Thanks for the link. Definitely an interesting theme!
The Daimon does not come to man and choose him, but is bound to him through all the cycles of incarnation
The Daimon is said in notes to be a unique and self-creating power, contributing to the human being what is personally unique (in which sense it is probably also seen as the Ghostly Self). The Daimon seeks to unite itself with other Daimons but cannot do this without the agency of the human mind. Its mind is simultaneous, untrammelled by either time or space, perceiving things in terms of their kinship to itself.

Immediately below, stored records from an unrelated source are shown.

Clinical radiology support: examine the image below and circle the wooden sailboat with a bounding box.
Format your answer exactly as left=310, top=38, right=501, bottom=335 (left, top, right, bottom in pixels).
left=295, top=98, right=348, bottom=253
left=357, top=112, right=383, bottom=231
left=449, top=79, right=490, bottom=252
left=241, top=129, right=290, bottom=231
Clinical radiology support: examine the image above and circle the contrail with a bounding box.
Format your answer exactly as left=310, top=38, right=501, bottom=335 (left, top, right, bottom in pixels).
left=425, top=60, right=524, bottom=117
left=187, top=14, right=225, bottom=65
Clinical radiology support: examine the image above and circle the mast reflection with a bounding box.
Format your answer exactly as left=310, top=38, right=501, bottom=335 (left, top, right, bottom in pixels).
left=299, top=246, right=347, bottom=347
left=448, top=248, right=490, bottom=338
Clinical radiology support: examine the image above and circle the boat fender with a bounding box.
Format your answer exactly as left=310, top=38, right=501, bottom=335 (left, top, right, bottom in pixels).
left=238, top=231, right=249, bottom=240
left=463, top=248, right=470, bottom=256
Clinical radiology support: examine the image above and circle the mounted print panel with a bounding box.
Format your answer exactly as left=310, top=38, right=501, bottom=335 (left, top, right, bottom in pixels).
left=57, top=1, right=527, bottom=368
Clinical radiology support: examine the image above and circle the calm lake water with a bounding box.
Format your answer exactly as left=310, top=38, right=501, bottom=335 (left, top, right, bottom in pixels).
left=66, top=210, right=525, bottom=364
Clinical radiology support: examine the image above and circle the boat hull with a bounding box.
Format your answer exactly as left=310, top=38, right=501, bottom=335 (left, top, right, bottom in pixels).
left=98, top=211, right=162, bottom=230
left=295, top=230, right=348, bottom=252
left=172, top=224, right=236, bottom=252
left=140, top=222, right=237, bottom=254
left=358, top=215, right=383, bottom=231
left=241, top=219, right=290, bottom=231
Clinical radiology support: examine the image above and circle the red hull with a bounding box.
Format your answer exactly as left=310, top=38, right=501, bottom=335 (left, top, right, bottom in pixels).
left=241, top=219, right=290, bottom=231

Its symbolic form is the circle or sphere, and all things are present in an eternal instant to the Daimon which ‘remains always in the Thirteenth Cycle’
If man and Daimon are one continuous perception, human and Daimon are loosely like an iceberg, of which the Daimon is the greater part, the ideal or archetype, while the human is the visible local expression of a small, chosen fraction to other perceiving beings.
It throws up the question, “Who is the dreamer and who is the dreamed?” I intuit that the real answer might well be the opposite of what we generally imagine.
We are the dream!
‘The Other’, that silent, shadowy presence dreams us!
The iceberg analogy seems fitting. ‘The Other’ appears frightening because we do not remember it. We have forgotten that this mysterious, powerful presence is really us!